Over the course of the next year, we'll be detailing the history of 52 companies that sold branded fishing tackle. 52 trade houses in 52 weeks -- some obscure, some famous, and all available exclusively here on the Fishing for History Blog! If you have any items from the week's entry you'd like to share with us, please send it my way and I'll make sure it makes it on the blog.
For a discussion of what exactly trade tackle is, Click Here. Enjoy the 52 for 52!
Who would have thought we'd be profiling not one but two Arizona trade houses in the first two months? Such is the sad state of knowledge concerning Southwestern fishing tackle. First it was the Yellow Front Stores which had a huge presence throughout the Southwest and sold a wide variety of fishing tackle under the "Arizona Sportsman" brand. Today, we feature the Yates Army/Navy Surplus Stores, which morphed into the Yates Sporting Goods company.
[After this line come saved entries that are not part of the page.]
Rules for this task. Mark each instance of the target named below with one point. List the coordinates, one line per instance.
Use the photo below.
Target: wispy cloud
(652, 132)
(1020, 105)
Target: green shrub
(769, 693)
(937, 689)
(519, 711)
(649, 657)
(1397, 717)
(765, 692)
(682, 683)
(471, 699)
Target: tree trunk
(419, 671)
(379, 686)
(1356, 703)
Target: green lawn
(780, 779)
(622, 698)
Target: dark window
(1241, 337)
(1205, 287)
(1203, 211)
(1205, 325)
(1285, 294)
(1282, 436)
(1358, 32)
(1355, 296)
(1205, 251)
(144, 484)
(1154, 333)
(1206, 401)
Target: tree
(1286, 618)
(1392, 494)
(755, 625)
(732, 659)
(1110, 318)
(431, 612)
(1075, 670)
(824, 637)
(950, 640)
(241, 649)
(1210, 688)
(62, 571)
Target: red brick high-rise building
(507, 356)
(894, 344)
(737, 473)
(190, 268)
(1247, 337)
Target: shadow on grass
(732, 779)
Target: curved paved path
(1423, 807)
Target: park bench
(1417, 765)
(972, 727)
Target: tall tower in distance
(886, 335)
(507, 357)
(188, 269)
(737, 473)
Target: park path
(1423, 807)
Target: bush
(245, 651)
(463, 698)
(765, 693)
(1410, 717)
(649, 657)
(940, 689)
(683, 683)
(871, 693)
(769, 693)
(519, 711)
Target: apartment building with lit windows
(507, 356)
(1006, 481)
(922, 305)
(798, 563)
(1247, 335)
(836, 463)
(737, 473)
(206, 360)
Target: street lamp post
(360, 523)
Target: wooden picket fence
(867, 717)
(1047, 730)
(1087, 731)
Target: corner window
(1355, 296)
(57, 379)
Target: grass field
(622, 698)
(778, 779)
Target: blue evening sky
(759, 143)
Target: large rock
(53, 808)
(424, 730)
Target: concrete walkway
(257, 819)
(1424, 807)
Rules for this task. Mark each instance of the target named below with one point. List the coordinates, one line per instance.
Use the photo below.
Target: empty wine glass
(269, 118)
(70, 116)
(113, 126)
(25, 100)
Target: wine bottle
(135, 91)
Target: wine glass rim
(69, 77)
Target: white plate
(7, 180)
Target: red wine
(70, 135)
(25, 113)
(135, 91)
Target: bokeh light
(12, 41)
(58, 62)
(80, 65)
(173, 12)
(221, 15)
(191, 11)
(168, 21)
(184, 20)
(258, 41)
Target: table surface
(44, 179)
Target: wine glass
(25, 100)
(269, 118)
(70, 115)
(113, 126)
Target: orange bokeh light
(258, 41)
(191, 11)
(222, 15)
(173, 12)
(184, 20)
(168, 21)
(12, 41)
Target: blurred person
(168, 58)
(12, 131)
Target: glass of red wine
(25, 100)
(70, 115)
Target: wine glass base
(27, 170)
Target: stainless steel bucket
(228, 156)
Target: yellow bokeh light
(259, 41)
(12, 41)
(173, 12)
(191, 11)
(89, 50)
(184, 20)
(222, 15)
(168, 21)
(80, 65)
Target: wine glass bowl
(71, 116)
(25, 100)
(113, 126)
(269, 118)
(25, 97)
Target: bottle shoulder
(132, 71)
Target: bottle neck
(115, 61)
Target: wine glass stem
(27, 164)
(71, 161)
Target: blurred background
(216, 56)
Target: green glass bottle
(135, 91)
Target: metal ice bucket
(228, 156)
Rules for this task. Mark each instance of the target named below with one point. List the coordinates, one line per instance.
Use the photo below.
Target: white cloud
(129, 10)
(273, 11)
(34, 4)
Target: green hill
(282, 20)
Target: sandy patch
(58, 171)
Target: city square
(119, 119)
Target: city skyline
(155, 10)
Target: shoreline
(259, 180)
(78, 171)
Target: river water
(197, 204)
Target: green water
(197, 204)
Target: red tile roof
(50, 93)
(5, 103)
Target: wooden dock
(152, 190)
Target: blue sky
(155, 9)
L.V. Yates founded the company in 1946 as an army/navy surplus store along with his parents and his new wife. Born in Putnam, Texas, he took to the trade quickly and with great energy, and soon owned a number of stores in the greater Phoenix region. These stores serve as a wonderful memory for numerous Arizona sportsmen growing up in the region, and were filled with sporting goods and surplus items. The Phoenix store at 40th Street and Thomas even had a defused bomb in front of it.
The company sold a great deal of fishing tackle. Early ads from the 1950s hawked tackle, and this one from The Arizona Republic dated 16 May 1959 pomotes Zebco reels and Conolon Missilite rods at deeply discounted prices. In fact, this ad shows three stores and bills them as "Cut Rate Army & Navy Stores."
By the 1960s, the company changed its name to Yates Sporting Goods and as this advertisement from the same paper dated March 23, 1968 shows, they carried a ton of fishing tackle. Heddon, Shakespeare, Walton, Zebco and others were featured prominently.
Of great interest in this ad is the panel referencing "Yates Sportsman's Paradise Monofilament Line." This is because it is this exact spool I was able to recently pick up off eBay. It bills itself as "Designed and Made For Yates" and the trade name used was "Yates Sportsman's Paradise" casting line. It's a nifty spool, but is NOT monofilament but braided nylon, implying it came from an earlier time than this ad. I suspect this spool dates to around 1960.
I would not be surprised to find other Yates branded fishing tackle, in particular I would bet there are some Yates fishing rods out there waiting to be properly identified. We also know there were at least two kinds of line spools, including Mono and Braided Nylon ones.
The latest reference in the newspapers I can find for Yates Sporting Goods is 1973, but I suspect they lasted longer, perhaps as much as a decade.The owner L.V. Yates became a true Arizona outdoor legend. Active in numerous charities, he also hosted the "Know Your Resources" workshops for over three decades, teaching urban children about the abundance of nature. He was honored for his efforts by being named to the Arizona Outdoor Hall-of-Fame, and a large stretch of the Phoenix Mountain Preserve is now known as the L.V. Yates Trail. Yates (1919-2009) passed away on December 17, 2009 -- and left a massive legacy of good works behind him.
This is why I love trade tackle. In a small way, branded items like the Yates Sportsman's Paradise line spool put us in touch with the men and women who dedicated their lives to the sporting trade, and who in many cases (like L.V. Yates) made a difference in life.
What better way to honor their legacy than to learn, and appreciate, their works?